# tingly electric shock type pain?



## DizzyMoo

Not sure how to describe this really but ill do my best, Basically today (& on other occasions) i got this sudden VERY sharp tingly pain through my stomach, kind of electric shock that went right up my belly. 
Enough to make me suddenly lean forward, grab my stomach & say a random profanity. Even the staff came to me asking if i was ok & did i need a chair :blush:
It was literally a 1 second thing & i carried on what i was doing. (It's not braxton hicks either nothing like it infact). My belly didn't go hard either. All i was doing was looking at fish in the fish shop in bolton, so stood still then move 4 steps & look in next tank etc so i wasn't doing anything strenuous either.
But i felt like i'd just stuck my belly on a plug socket & got the shock of my life, Thats the closest i can relate it too, baby has been stupidly active today too & i've noticed that today has been the 1st time he's kicked/hit me quite hard & still is doing now. My bellys going nuts!
I've felt quite wierd today, my body feels soooo heavy but yet i also feel like i could just drop or faint at any moment. 

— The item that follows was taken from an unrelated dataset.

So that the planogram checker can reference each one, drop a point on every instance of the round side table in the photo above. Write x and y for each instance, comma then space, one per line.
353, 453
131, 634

Am i just having an off day dya think? 

Thanks ladies x


----------



## sera

hmm, interesting.. it might just be growing pains, sounds to me your lil one is having fun with you.. lol! sorry i kow im no help so i hope some other ladies can help :) cant wait till i feel my lil one give me a good kick! lol!
xoxoxo


----------



## Kittee

Not in my belly but for the past couple of days I've felt a sharp shock on my arm, my hand and leg on occasion. And Oh on my back. No idea what it is.


----------



## Mrs Dot

I have had the same type of pains today too! wierd! I had the 'electric shock' type pains briefly and about 3 or 4 times this afternoon. Also have had 'poking' type pains! like someone has poked my tum gently - I'm not sure if this is the chops making me aware of their existence or not, as it's my 1st time and I'm not really sure how it's meant to feel! I have felt really 'heavy' and lifeless all day, think we must both be having a growing spurt!


----------



## DizzyMoo

The poking sounds like baby hun :) As that's what it can feel like at 1st a gentle poke :) 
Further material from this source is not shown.